One day – very soon – you will walk into Shoprite at Victoria Island or Ikeja or the shopping mall across the street without your bank card or cash, pick up groceries from the shelve and when you get to the cashier, you will whip out your phone and say “Hey Siri (for iPhone users) send N200 bill using (payment service the mall uses)”. The bill is transferred instantly. You can do the same when you order goods from online stores.
That future is not far-fetched, it is already here. Many of us on Android phones are already giving different commands to Google voice assistant. In fact, 63 per cent of Android owners have communicated with a voice assistant on their smartphone.
A research by Juniper expects 93 million smart speakers to be in use by the end of 2019. Globally, 600 million use a voice assistant at least once a week. The popularity of voice assistants is rising and the next frontier looks to be in payment.
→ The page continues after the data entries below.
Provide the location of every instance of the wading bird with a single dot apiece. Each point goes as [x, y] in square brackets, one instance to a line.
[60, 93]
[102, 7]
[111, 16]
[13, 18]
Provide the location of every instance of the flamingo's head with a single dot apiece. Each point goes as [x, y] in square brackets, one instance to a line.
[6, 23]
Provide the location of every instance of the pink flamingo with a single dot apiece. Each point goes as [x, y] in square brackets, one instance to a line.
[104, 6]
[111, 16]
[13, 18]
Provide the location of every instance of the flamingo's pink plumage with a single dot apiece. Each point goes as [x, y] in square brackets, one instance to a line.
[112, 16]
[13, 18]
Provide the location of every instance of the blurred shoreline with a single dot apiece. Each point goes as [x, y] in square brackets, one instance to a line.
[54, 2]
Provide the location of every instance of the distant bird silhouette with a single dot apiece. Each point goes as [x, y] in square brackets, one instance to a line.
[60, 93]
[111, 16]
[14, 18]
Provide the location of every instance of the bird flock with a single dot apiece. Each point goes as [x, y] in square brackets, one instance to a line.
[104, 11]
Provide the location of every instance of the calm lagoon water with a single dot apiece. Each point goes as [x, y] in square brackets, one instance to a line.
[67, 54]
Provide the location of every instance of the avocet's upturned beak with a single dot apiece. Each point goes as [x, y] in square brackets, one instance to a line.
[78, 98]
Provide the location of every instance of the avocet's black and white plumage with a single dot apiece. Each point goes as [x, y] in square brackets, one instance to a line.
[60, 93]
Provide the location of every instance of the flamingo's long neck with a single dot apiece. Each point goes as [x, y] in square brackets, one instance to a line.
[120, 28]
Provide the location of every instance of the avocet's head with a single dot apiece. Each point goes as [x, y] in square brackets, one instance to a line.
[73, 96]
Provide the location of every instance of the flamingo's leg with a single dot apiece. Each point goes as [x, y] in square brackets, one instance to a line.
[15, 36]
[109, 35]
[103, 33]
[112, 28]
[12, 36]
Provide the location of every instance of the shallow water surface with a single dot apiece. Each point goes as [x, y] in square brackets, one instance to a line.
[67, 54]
Another survey conducted by Transaction Network Services (TNS) found that 26 per cent of respondents in markets across the United States, United Kingdom and Australia who own a voice assistant have used it to make payments.
PayPal is believed to have been the earliest adopter of voice payment when it added integration with Siri to let its users conduct peer-to-peer (P2P) transactions with a simple voice command. Barclays, Santander and the Royal Bank of Canada followed suit in 2017.
Amazon Pay has also set its sights on the market after seeing 5 per cent of internet searches initiated by a voice prompt. The company believes that making it easier for consumers to pay for goods with their voice works to Amazon’s advantage as it removes any barrier to using its service. Customers with Echo devices are already able to purchase goods from the Amazon marketplace by speaking to Alexa – Amazon’s voice assistant.
Voice assistants in payment may be a very new concept for Nigeria’s enterprising tech companies for obvious reasons. There is still a lot of education to be done on the existing online payment models in the country including ATMs, card transactions, Point of Sale (PoS) terminals, electronic transfers, and mobile money wallets.
There are also worries about security around the technology. For instance, 74 per cent of respondents in the TNS survey said that security concerns would stop them from making a payment via a voice assistant. The security concerns arise from the challenge of keeping information private while going through authentication procedures.
Sam Murrant, senior payments analyst at GlobalData a market intelligence firm, said a lot of time is being spent on improving the algorithms that govern voice payments systems.
But, 2019 will not be the year everyone begins to buy clothes on Jumia or Jiji.com with voice assistants but there is likely to be a peak in interest driven by continued difficulties experienced with existing electronic payments channels. The growth will be gradual but it is likely to happen sooner than later. Voice payment development is predicted to move in several directions in the next couple of years.